Česká společnost pro hmotnostní spektrometrii

(13. ročník České konference hmotnostní spektrometrie a 11. Neformální proteomické setkání - ThS-07)
Propionic acid boosts sensitivity in high-flow RPLC-MS proteomics compared to formic and acetic acid

Mykyta R. Starovoit ¹, Siddharth Jadeja ¹, Derya Demir ¹, Rudolf Kupčík ², Juraj Lenčo ^1 *

1. Charles University, Faculty of Pharmacy in Hradec Králové
2. Biomedical Research Centre, University Hospital Hradec Králové, Sokolská 581, 500 05 Hradec Králové

Abstrakt

Formic acid has long been the default acidic additive in mobile phases for RPLC-MS-based bottom-up proteomics due to its balance between chromatographic performance and electrospray ionization (ESI) efficiency, while most efforts to improve sensitivity have rather focused on sample preparation and MS instrumentation. However, recent studies have revived interest in acetic acid, revealing that its lower ionic strength enhances ESI efficiency without sacrificing chromatographic performance. Inspired by this concept, we investigated propionic acid, a homologous compound that was overlooked as a mobile phase additive. By further weakening ionic strength and lowering mobile phase surface tension, propionic acid yielded an average 12% increase in peptide identifications over acetic acid across interlaboratory datasets using analytical- and microflow LC-MS platforms, various column chemistries, and levels of sample complexity. Importantly, chromatographic performance remained virtually unaffected, with only a modest decrease in retention. The mobile phase containing propionic acid was stable, instrument-safe, and introduced negligible MS background noise. These findings challenge the long-standing reliance on formic acid and establish propionic acid as a potent, drop-in alternative for high-flow LC-MS workflows prioritizing detection sensitivity and depth of proteome coverage.

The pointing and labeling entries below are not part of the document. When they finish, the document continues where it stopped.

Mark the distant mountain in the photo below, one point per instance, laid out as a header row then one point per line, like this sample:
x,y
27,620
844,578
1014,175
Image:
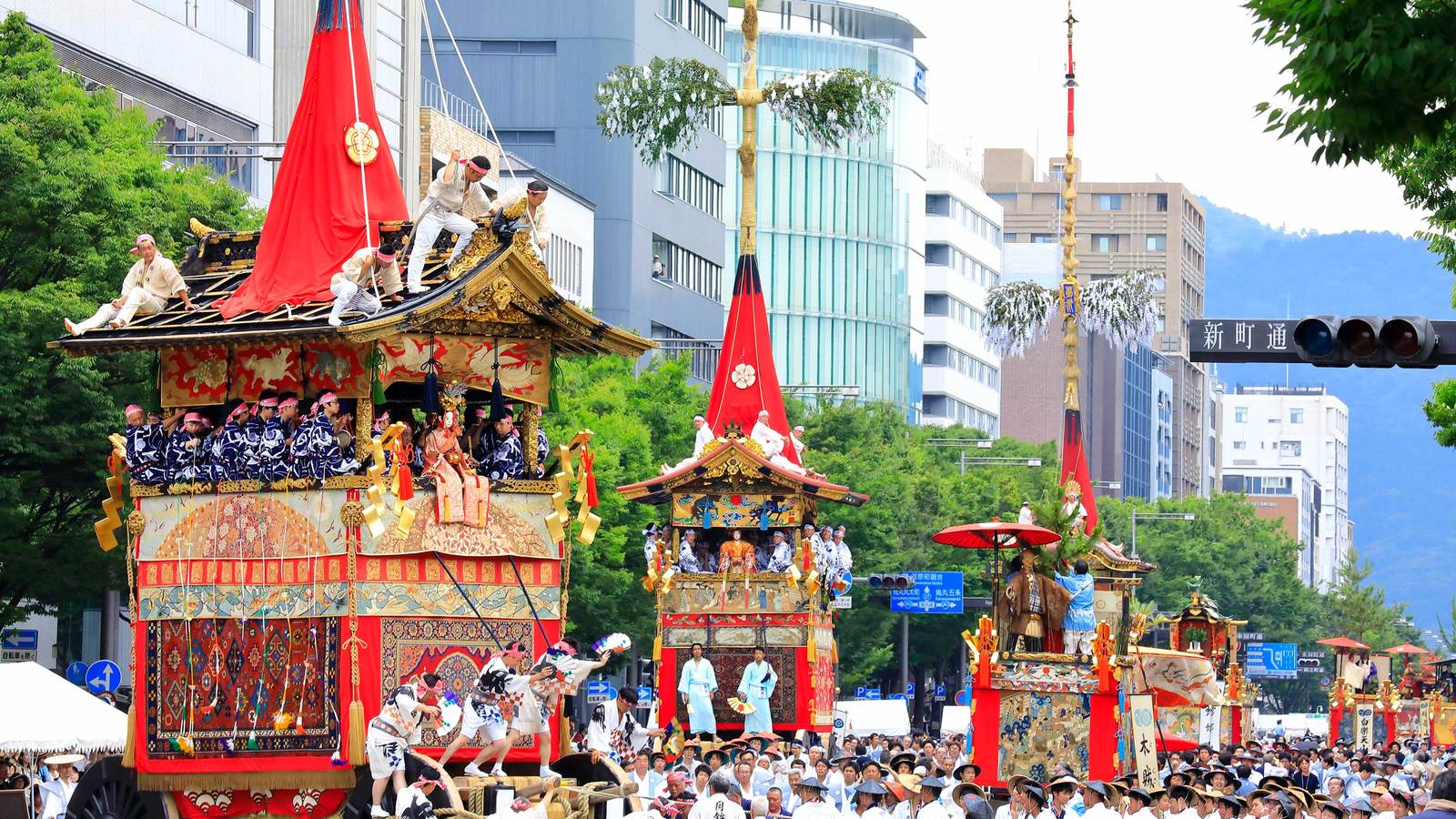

* Korespondující autor: lenco@faf.cuni.cz

Poděkování:

This study was supported by the Project of the Czech Science Foundation (GAČR No. 22-21620S), the Project of the Charles University Grant Agency (GAUK No. 370522), the SVV Project No. 260782, and the project New Technologies for Translational Research in Pharmaceutical Sciences (NETPHARM, No. CZ.02.01.01/00/22_008/0004607) co-funded by the European Union.